Vas por la calle, un suponer, y eres, yo qué sé, testigo de un robo. Ves a un uniformado, con su chaleco azul. Imponente. La primera idea es contarle, el ladrón iba de traje, parecía un tipo serio. Yo qué sé, acumulas los datos y los ordenas para ofrecer ayuda como un ciudadano de pro. De pronto, dudas. ¿Llevo el DNI? ¿Y si me lo pide? Empiezas a imaginar preguntas imposibles. Que por qué denuncias. Que qué estabas haciendo tu ahí a esas horas. Tan de madrugada, una chavala que tenía que estar estudiando y no zascandileando con chavales. Que si has bebido, o fumado. Te ves en el calabozo. Lo visualizas. Tienes que llamar a tu padre, que nunca fue arrestado, para que te saque de chirona; total, por un momento de vanidad. Querías pasar a la posteridad por denunciar a un pobre diablo que le dio un tirón a una chavala y se llevó su bolso. Imitación de top manta. O del mercadillo de Majadahonda. Tanta parafernalia para nada. Total, que acabas decidiendo que hubiera tenido más cuidado la chica, que a lo mejor no era para tanto lo que llevaba en el bolso. El tabaco, las llaves y el móvil. Un estropicio en toda regla. Pasas de largo ante la pareja de policías, que esconden los pulgares en los bolsillos delanteros de su vestimenta, sin mirarlos siquiera.
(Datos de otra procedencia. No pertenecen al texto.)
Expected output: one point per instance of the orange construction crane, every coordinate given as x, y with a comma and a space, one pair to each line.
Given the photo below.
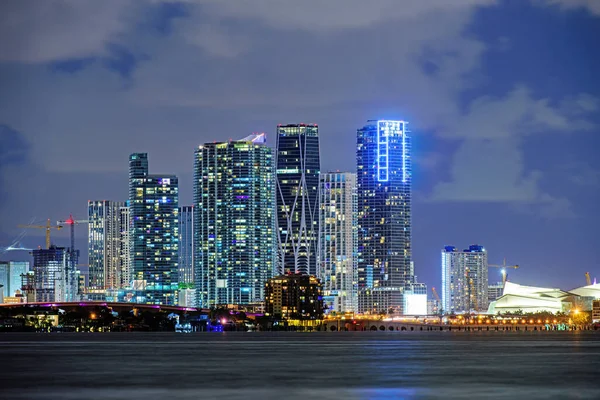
437, 297
47, 227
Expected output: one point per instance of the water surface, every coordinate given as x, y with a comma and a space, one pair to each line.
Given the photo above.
340, 365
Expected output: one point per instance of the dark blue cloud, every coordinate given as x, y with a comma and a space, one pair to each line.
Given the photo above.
72, 66
14, 148
554, 52
163, 14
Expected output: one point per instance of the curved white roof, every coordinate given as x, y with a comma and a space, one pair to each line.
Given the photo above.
588, 291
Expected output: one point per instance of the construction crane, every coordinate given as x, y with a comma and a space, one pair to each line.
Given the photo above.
72, 222
438, 309
437, 297
503, 270
48, 227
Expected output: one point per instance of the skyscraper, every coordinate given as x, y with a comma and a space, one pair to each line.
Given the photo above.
464, 279
53, 278
124, 243
10, 276
298, 168
154, 233
337, 266
104, 244
234, 221
186, 244
384, 215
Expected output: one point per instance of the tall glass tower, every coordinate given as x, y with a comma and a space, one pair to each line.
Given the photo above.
339, 241
464, 279
384, 215
186, 245
104, 244
154, 234
234, 221
298, 168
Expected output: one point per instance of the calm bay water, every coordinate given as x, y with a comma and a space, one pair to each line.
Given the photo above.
343, 365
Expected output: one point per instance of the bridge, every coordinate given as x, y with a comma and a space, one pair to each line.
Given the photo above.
112, 305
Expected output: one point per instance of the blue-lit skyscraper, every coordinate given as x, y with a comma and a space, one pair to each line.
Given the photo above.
154, 233
384, 215
186, 245
234, 221
298, 169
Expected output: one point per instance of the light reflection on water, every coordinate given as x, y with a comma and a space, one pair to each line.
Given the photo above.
360, 365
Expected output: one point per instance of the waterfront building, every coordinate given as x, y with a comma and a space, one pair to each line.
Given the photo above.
495, 291
234, 221
187, 298
10, 276
337, 261
464, 279
186, 245
415, 299
53, 277
531, 299
384, 215
124, 249
154, 232
297, 200
105, 244
294, 297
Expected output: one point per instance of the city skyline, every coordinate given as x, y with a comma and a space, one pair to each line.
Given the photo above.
482, 110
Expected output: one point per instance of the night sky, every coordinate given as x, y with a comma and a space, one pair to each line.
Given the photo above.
502, 99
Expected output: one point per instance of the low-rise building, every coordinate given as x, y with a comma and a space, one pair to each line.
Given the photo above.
294, 297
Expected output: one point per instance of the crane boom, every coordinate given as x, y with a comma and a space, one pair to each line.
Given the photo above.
47, 227
437, 297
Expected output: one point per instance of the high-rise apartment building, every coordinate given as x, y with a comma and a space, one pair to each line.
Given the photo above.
234, 221
186, 245
464, 279
125, 250
384, 215
338, 244
105, 244
54, 279
297, 200
10, 276
154, 232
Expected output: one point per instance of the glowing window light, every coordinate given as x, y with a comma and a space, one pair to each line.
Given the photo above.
385, 130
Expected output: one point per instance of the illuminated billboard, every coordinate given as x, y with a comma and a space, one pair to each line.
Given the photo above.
415, 304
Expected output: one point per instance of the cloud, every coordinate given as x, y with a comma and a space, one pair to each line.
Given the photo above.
34, 32
489, 165
592, 6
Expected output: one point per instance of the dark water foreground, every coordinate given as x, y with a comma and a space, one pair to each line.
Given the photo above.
348, 365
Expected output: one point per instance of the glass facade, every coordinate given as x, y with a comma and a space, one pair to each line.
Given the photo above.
105, 244
10, 276
234, 221
338, 244
464, 279
186, 245
154, 232
384, 215
297, 200
53, 278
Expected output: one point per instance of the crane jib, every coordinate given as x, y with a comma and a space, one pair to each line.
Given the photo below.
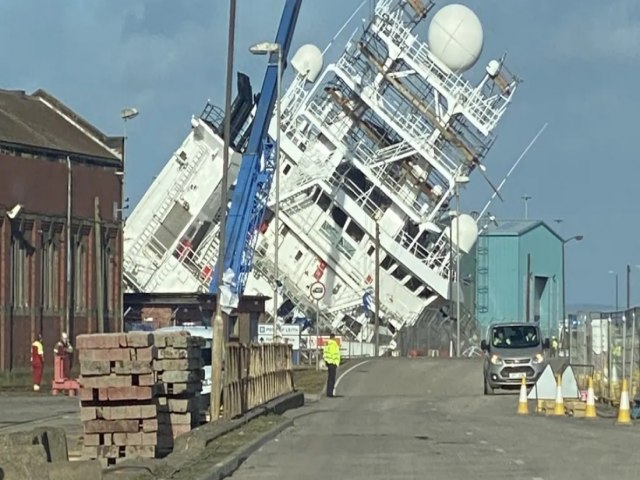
253, 184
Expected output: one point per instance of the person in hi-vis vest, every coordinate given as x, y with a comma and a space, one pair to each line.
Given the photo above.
37, 362
331, 355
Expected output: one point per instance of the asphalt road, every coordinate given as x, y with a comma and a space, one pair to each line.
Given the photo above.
427, 418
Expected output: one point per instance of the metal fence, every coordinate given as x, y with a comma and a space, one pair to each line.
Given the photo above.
608, 344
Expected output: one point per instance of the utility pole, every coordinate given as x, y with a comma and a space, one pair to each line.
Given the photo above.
218, 325
628, 286
526, 199
528, 299
377, 292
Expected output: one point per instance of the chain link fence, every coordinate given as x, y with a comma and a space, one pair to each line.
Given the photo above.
607, 343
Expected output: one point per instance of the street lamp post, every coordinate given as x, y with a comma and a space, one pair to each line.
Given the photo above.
459, 179
265, 48
127, 113
577, 238
611, 272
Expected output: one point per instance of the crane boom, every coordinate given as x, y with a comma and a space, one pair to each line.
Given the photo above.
249, 199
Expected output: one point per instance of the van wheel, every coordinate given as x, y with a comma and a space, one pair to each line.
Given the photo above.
487, 388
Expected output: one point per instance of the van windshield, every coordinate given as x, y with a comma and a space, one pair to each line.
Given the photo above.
520, 336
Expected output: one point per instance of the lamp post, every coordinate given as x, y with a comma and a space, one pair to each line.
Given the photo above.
264, 48
127, 113
459, 180
577, 238
526, 199
611, 272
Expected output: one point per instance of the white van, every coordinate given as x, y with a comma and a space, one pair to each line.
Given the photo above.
203, 332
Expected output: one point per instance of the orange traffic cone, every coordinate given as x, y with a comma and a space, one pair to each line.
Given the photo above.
523, 405
624, 412
590, 411
558, 409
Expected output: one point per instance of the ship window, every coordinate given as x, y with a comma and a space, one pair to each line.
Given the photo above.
355, 231
387, 262
324, 202
399, 273
413, 284
346, 248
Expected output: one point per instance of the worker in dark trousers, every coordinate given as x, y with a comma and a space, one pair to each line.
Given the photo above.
331, 355
37, 362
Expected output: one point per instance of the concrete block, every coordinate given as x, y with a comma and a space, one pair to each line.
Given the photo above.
81, 470
130, 393
99, 340
111, 426
95, 367
132, 367
139, 339
105, 381
108, 354
146, 354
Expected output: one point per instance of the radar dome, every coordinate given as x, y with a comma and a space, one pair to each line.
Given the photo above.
308, 60
456, 37
468, 231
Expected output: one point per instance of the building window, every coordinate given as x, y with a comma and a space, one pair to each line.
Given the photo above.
50, 275
80, 276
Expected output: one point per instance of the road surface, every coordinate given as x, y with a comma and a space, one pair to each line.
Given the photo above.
427, 418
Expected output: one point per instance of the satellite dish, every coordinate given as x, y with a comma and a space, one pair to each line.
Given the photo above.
456, 37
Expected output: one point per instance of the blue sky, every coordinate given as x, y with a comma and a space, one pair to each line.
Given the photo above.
579, 59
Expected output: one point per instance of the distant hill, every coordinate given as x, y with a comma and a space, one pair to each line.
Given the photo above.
590, 307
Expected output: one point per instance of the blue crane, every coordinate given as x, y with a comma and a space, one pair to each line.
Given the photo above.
251, 193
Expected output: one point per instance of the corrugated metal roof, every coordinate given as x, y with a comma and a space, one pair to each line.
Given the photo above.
516, 228
37, 121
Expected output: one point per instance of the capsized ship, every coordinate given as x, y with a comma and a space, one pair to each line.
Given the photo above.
378, 139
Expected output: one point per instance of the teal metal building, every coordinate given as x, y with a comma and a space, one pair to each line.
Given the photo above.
519, 275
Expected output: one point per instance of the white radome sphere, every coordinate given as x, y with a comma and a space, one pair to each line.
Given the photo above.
456, 37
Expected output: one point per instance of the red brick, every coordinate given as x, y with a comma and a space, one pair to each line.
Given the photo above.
146, 380
139, 339
111, 426
120, 438
130, 393
95, 367
105, 381
150, 425
132, 367
98, 340
147, 354
109, 354
140, 451
88, 413
86, 394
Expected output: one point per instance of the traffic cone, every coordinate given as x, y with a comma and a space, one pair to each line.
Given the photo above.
590, 411
523, 405
558, 409
624, 413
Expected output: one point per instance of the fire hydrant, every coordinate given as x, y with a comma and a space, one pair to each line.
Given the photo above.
62, 367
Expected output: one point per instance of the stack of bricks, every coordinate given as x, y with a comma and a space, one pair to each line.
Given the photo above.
118, 395
179, 373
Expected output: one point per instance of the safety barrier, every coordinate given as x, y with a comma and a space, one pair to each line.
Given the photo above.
254, 375
608, 341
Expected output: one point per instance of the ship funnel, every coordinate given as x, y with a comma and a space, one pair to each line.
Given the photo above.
308, 61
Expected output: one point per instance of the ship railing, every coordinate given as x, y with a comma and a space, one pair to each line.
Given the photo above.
410, 125
417, 53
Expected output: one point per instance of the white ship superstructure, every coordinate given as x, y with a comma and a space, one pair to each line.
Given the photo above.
377, 138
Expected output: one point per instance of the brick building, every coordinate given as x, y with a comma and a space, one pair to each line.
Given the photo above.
60, 233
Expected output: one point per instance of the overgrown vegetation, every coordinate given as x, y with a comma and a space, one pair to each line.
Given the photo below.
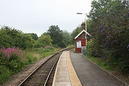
109, 24
18, 49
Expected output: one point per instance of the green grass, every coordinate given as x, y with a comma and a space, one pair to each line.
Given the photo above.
30, 56
5, 73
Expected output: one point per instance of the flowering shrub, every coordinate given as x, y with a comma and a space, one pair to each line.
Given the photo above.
10, 57
9, 52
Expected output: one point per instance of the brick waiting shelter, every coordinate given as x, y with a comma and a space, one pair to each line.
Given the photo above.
81, 41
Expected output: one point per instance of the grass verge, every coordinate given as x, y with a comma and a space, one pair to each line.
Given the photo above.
9, 68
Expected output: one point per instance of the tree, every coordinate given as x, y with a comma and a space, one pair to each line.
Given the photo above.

Tan rápido pasas, que no sabes si son hombre o mujer. No levantas la cabeza, atento a tus pisadas. Intentando no hacer ruido, disimulando lo que no tienes que disimular, porque no has hecho nada. Estás en pánico, no quieres levantar sospechas y cambiar de acera, que es lo que te pide el cuerpo, porque fijo que algo te sacan. Cuando superas el "obstáculo" sueltas todo el aire y respiras. Doblas la esquina y echas a correr como si llevaras viento a favor. No ves el momento de llegar a casa. Encontrar a los padres, achucharles sin motivo, acunarte en su regazo de seguridad. No contarles nada y no volver a salir nunca más en la vida. Prometes ortodoxia y disciplina, te encomiendas a todos los santos que conoces.
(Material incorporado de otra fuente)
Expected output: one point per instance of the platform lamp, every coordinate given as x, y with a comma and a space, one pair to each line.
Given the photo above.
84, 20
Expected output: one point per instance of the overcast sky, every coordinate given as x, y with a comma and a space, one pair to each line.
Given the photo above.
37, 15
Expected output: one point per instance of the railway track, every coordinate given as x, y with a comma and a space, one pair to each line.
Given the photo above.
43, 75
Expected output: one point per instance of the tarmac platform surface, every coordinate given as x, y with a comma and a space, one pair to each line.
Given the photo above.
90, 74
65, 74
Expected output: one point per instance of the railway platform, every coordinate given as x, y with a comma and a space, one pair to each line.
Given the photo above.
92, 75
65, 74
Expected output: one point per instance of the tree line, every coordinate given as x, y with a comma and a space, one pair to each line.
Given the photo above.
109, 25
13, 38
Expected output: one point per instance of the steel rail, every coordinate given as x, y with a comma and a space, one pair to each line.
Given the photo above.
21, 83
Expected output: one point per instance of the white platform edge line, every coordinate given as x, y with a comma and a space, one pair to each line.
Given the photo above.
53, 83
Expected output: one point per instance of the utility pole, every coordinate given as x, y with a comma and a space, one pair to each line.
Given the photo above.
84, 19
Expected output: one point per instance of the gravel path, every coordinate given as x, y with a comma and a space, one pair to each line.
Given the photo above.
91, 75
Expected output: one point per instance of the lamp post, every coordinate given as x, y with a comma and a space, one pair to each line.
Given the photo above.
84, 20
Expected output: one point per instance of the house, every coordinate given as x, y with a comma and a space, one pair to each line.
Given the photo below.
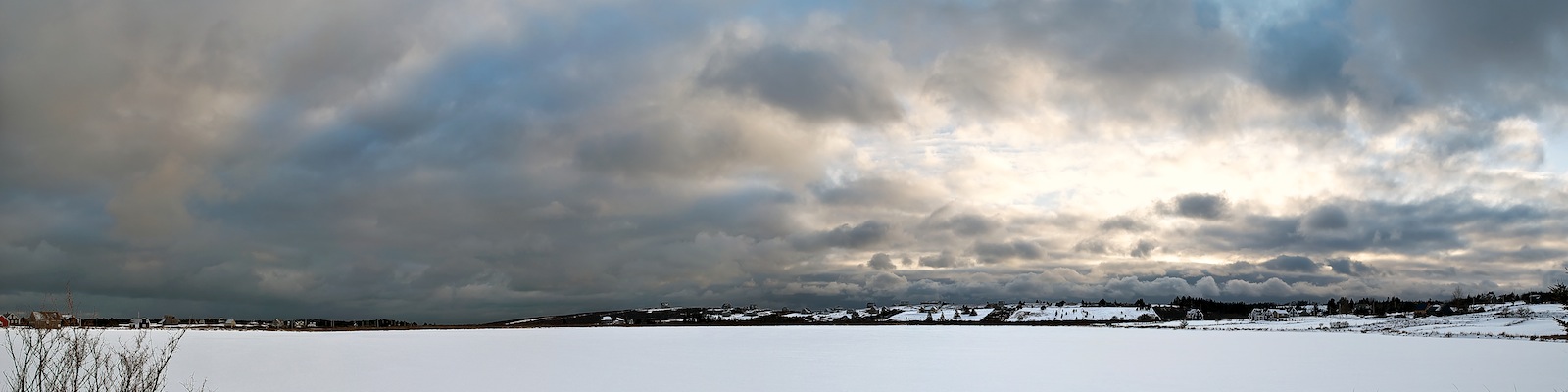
1262, 316
44, 320
1194, 314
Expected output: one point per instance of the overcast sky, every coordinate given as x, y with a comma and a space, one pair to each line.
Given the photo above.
470, 161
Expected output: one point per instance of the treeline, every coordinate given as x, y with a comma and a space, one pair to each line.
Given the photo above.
1209, 306
1379, 306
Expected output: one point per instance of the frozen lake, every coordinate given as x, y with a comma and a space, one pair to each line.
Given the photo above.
859, 358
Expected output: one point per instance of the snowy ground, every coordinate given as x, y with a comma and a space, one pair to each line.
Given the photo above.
1499, 320
858, 358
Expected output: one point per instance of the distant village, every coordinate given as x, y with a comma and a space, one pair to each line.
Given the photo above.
927, 313
55, 320
1031, 313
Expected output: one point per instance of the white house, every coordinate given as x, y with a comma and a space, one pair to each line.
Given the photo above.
1262, 316
1194, 314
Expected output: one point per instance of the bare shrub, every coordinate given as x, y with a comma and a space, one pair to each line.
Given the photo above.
78, 360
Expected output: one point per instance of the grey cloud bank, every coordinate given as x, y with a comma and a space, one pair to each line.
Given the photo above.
485, 161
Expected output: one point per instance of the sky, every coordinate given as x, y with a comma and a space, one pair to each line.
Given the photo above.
480, 161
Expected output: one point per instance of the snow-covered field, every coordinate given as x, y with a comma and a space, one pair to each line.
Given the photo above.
858, 358
1517, 320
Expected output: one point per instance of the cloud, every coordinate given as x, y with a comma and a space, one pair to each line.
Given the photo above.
880, 263
1145, 248
1200, 206
811, 83
1298, 264
946, 259
478, 161
846, 235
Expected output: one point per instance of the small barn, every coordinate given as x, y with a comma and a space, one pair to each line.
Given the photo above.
1196, 316
1262, 316
44, 320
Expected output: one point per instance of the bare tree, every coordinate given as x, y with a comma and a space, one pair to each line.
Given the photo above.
78, 360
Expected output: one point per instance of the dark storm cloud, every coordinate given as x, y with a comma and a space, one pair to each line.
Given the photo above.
1303, 59
882, 261
1350, 267
1298, 264
1418, 227
477, 162
1462, 49
811, 83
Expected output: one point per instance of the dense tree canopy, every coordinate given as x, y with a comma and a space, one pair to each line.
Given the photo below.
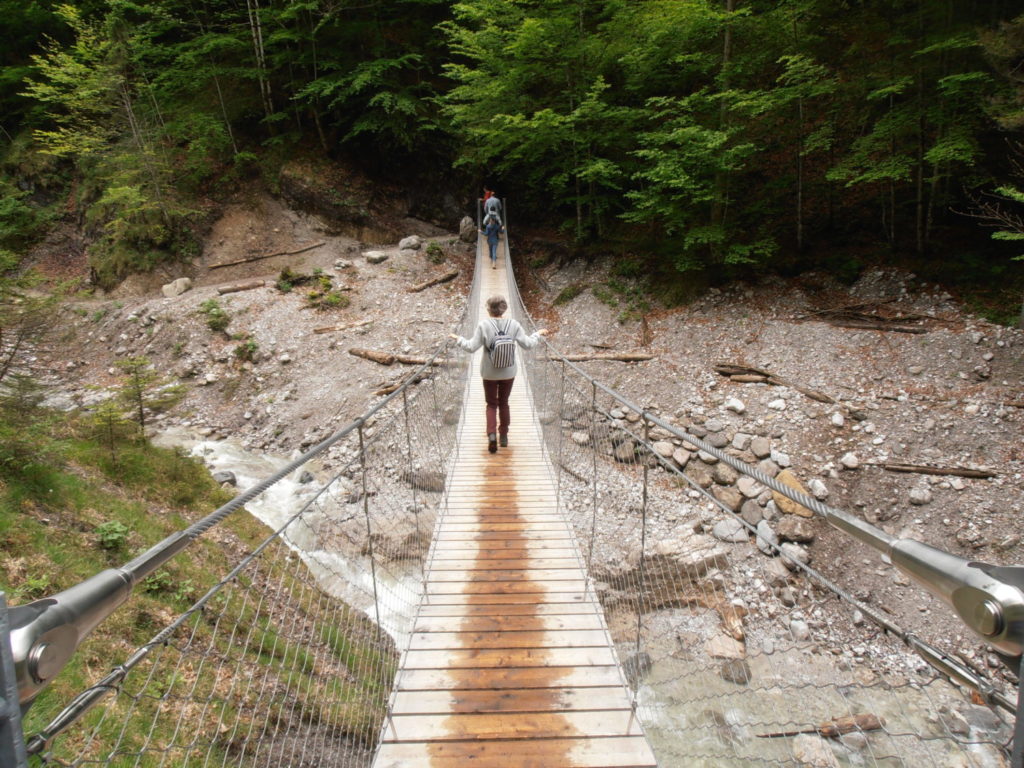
725, 134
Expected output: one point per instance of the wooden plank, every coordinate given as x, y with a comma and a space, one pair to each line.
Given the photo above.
498, 589
507, 639
512, 677
527, 574
497, 563
510, 699
472, 658
581, 752
456, 727
510, 599
505, 623
546, 608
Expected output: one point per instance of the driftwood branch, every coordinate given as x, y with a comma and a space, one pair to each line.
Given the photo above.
389, 358
923, 470
877, 326
837, 727
745, 374
251, 285
343, 327
434, 282
269, 255
616, 356
865, 315
388, 388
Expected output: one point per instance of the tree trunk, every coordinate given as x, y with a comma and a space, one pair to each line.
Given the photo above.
256, 29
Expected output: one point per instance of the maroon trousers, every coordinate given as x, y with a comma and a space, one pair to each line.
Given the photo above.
496, 392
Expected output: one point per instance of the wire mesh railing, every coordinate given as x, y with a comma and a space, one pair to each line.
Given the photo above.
737, 650
289, 658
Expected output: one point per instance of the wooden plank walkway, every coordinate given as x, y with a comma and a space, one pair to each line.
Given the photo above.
510, 663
Una experiencia propia y no inventada es la de la huelga por La Ley de Atribuciones. Los estudiantes de ingeniería, tan formales e incoloros normalmente, nos echamos a la calle. Y los grises ya no eran tales sino marrones. Les gritabamos irreverentes y al amparo de la multitud. "Esos de marrón, ¿de qué Escuela son?" Nuestra condición de niños bien no impidió cargas policiales ni uso de gases lacrimógenos. Imagino que reacción merecida, por el comportamiento vandálico de unos cuantos. Ajenos a nuestras reclamaciones.
Hasta hace poco solo hubiera sido capaz de reconocer al "Coscos" y al "Gordo". Los policías municipales de Navacerrada. "Coscos" porque creo que era un poco tartamudo. Y cuando los chavales hacían una trastada, les perseguía levantado la porra y gritando "coscos, coscos (que os)...voy a coger y a decírselo a vuestros, padres" En Nava, si hacías algo, la policía se chivaba a tus padres. Otros tiempos, sin casco en la moto y si documentación.
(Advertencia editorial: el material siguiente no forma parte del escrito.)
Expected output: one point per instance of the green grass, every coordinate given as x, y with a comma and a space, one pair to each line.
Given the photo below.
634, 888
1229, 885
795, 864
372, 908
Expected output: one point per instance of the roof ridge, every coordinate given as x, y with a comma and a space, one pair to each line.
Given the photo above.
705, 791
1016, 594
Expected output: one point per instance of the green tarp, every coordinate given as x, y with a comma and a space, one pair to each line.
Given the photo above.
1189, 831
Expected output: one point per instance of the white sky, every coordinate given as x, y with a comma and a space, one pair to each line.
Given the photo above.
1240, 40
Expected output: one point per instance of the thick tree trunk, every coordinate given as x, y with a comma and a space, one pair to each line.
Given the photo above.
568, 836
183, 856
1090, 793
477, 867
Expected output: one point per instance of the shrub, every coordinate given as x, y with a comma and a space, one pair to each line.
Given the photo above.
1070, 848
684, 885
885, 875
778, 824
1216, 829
Pero el otro día me pasó, con todas mis primaveras, algo que me ha cambiado para siempre. Con mi expediente tan limpio como mi carné de baile. Que no estoy fichada. Mi único pecado, alguna multa de tráfico que otra. El caso: Salía de un aparcamiento subterráneo. En la calle una manifestación invadía la acera contraria. En la mía, justo en la salida del parking, un coche de policía tipo tanqueta (así me lo pareció) invadía mi paso. Un policía del tamaño de los miedos de Gulliver se interpone entre el vehículo azul y el mío. Bajo, temerosa, la ventanilla. "Agente", oso a decir. La voz me asoma con dificultad. Se gira el oficial a cargo de la vigilancia. Insisto, pulgares en el chaleco. "Señora". La mano a la visera. "Un momento, me encargo, pase por aquí". Me abrió el paso. Levantó la mano y paró el tráfico. Dos frenazos, dos taxistas. Pensarían que era un ministro quien iba a pasar. Agradecí con mi mejor sonrisa, la más ancha, y un poco de pudor. Eso sí, en cuanto pude, aceleré todo lo que mi Super Fura dio de sí, para alejarme de una eventual solicitud de documentación. "Salga del coche, las manos donde pueda verlas". He visto demasiado cine. Pero por primera vez miré a la cara al hombre que va disfrazado de policía. Y es un señor normal. Desde ese día intento mirar a los policías que me encuentro.